Woodie Guthrie honored at Constitution Day lecture
Logan Riddell practice their pitching in hopes of achieving their goal of winning the Southland Conference Championship. Kaylin Eilers
Southeastern honored Constitutional Day with a lecture given by Dr. Mark Fernandez of Loyola University. Inside the Student Union Theater Sept. 18, Fernandez gave a presentation on Woody Guthrie. Fernandez is a professor of history at Loyola University.
The late Woody Guthrie was an influential American singer-songwriter and folk musician whose lyrics commonly tackled political issues. Fernandez's interest in Guthrie started one day while he was teaching summer school.
"One day in summer school, I had a bad case of laryngitis and I showed a film on the Industrial Revolution since I could not talk," said Fernandez. "It was a historical revolution and how the Industrial Revolution made it easier for people to move. Then I thought Woody Guthrie was a hobo, who traveled on steam locomotives. I then took a semester off and was working on my other project and I couldn't keep attention with it. I knew Woody Guthrie was the project I wanted to work on. So I went to my dean and told him this is the project I want to be working on."
He has many other projects that he has presented, but his main purpose in researching the Woody Guthrie project is because he would like to make a book "about the history of twentieth century America," said Fernandez, "but I want to do it in a way that maybe ties into some parts of America that often get left out of the big histories that deal with politics and war and do a history of the ordinary people."
Guthrie may not have reached the height of fame and celebrity that other folk musicians reached, like Bob Dylan and Joan Baez, however he had passion for ending racism.

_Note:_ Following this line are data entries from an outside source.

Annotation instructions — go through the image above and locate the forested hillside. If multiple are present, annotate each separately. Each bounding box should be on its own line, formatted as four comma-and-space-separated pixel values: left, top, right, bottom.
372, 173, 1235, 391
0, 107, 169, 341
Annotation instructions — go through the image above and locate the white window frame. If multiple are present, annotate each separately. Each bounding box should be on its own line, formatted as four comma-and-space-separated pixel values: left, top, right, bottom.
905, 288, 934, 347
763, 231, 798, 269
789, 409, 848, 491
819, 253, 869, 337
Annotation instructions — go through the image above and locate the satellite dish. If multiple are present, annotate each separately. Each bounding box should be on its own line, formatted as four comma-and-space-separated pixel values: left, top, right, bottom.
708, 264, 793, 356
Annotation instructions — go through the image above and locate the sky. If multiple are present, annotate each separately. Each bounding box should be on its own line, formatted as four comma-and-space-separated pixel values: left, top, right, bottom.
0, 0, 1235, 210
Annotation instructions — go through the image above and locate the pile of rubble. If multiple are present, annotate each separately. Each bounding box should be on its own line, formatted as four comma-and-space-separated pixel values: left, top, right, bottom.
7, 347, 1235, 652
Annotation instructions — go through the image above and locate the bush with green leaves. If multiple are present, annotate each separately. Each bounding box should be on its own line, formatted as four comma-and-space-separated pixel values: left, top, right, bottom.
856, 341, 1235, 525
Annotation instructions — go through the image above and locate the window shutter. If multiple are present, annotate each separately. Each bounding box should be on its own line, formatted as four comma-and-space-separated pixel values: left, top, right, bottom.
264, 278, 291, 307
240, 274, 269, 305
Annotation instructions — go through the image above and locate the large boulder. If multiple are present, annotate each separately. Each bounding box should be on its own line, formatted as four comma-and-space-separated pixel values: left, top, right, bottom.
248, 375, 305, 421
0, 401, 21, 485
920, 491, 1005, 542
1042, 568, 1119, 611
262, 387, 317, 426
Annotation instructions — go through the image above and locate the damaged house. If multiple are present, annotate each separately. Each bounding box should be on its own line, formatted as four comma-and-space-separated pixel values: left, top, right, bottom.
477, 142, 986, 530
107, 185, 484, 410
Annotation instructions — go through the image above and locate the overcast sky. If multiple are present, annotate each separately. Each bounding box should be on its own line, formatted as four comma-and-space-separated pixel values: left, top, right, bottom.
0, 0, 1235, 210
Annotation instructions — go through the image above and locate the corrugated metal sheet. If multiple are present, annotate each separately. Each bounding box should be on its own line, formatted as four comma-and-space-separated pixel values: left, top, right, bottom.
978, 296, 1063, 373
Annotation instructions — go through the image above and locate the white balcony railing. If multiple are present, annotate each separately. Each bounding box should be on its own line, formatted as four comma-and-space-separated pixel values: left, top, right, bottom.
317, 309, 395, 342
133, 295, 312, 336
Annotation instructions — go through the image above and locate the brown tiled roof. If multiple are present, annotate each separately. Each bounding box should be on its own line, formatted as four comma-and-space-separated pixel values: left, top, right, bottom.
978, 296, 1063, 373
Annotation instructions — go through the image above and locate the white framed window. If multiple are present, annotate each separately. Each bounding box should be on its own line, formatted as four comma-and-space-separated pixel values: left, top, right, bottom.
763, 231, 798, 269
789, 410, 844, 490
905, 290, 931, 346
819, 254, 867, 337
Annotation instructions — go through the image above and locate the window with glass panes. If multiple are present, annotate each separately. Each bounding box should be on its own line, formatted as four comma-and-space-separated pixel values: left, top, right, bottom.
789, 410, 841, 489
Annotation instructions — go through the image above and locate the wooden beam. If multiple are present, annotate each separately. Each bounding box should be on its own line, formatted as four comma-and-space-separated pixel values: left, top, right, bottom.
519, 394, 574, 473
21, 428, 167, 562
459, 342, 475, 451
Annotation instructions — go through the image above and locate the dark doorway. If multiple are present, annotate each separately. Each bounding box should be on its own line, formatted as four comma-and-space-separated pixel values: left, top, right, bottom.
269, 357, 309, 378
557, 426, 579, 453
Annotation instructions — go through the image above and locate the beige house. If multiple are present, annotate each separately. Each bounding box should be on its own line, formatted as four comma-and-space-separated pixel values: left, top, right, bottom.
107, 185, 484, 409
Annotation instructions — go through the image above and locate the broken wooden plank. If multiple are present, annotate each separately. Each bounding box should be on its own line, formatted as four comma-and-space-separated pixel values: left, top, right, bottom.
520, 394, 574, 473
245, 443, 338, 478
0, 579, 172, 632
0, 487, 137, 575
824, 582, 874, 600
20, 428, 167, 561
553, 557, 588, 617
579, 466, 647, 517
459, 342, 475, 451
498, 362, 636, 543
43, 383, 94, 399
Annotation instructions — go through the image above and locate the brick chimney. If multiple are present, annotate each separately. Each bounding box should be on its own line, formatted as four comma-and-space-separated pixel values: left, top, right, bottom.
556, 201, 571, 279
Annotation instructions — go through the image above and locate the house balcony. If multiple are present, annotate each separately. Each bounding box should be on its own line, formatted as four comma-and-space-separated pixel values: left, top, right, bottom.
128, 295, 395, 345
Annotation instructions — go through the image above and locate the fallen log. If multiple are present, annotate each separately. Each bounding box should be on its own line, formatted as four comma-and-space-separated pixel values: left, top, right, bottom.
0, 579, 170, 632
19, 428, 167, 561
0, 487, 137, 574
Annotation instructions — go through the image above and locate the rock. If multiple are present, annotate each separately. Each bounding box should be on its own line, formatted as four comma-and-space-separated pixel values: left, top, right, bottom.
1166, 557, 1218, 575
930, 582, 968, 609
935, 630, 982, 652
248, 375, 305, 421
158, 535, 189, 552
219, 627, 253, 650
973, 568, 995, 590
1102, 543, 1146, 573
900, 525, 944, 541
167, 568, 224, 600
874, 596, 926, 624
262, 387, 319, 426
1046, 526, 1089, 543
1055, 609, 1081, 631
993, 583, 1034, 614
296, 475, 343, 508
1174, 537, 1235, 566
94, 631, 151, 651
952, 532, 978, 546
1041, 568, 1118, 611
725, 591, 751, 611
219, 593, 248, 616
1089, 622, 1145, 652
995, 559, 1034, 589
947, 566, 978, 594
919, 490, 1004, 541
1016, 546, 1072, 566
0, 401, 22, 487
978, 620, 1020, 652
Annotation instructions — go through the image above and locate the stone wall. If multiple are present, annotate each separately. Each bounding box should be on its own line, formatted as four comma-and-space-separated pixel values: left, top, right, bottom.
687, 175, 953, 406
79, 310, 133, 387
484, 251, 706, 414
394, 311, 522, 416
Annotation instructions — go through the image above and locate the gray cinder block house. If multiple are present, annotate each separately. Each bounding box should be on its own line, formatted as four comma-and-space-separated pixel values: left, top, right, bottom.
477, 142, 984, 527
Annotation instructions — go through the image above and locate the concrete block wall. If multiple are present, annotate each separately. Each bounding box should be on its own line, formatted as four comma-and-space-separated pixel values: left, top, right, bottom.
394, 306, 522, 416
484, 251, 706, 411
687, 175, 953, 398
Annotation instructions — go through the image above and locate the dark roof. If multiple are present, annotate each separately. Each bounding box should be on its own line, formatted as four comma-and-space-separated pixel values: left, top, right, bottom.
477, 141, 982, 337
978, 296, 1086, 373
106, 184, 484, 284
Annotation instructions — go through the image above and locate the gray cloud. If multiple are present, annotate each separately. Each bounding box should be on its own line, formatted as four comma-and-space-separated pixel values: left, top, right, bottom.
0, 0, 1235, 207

"Woody Guthrie, a songwriter and social activist who is not well known to be part of the civil rights movement like other musicians of his day such as Pete Seeger, Odetta, even Bob Dylan and Joan Baez, was actually obsessed with ending racism in America and crusading for civil rights."
Guthrie was also a homeless person who would travel by train. He eventually found his way to Los Angeles, where he played his guitar on the radio, singing songs and telling stories. Guthrie found his audience there, and young people were fully involved on the subjects he would sing and tell stories about.
"He never fully evolved his ideas about race, and in the stories and songs he would frequently use the n-word towards African Americans," said Fernandez. "I believed it showed the conflicts because he would go out in the streets and lobby for African Americans workers rights, but still use the old terminology," Fernandez said.
One day Guthrie received a letter from a young African American boy named Terrance, and he explained to Guthrie how hurtful his words were. Guthrie was taken aback by the letter. He did not realize his songs were so hurtful because he was just doing what was known for his culture. The next day on the radio, Guthrie apologized for all the racial slurs and said he would not use them again on the air, or in his performances.
Fernandez went on to talk about ways Guthrie went about advocating civil rights, like traveling to major cities to give performances. Sadly, all of Guthrie's songs, and his art, were created when he was battling Huntington's disease. This confined him to a mental hospital, and therefore his songs and art have not been heard and "that chapter of his life has not been explored," said Fernandez.
Carey Brooks a junior majoring in communication said he chose to come and enjoyed the way Fernandez portrayed Guthrie.
"My favorite part about Fernandez was how he shared how Guthrie loved the ideal idea concept of things because realistically he would not be able to do that specific idea," Brooks said.
Even though many students were there for either extra credit, or because they had to be there for class, Brooks thought he gained some real knowledge of American history.
"The knowledge of history and of someone no one really has heard of interests me. I would definitely come back to see Fernandez speak again," said Brooks.
Jake Williams a freshman majoring in business attended the lecture for extra credit, but also out of interest as to who Guthrie really was.
"I gained a lot of knowledge about Guthrie and others that actually made it big," said Williams. "I would have never heard of him before unless I was in attendance today. I thought it was really cool."
Ronald D. Traylor, professor of history and a U.S. constitution class, was in the audience. He encouraged his students to attend to learn something new.
"I tell my students that no day is a wasted day if you learn something. I look at it that way in their lives, and I look at it that way in my life too," said Traylor. "My students come into my constitution classes not knowing how to spell 'constitution' and when they leave at the end of the semester they have been exposed literally to every word in it and I get little notes that say 'Thank you so much, I had no idea that there was so much there.' That it impacted my life in such intimate ways every day."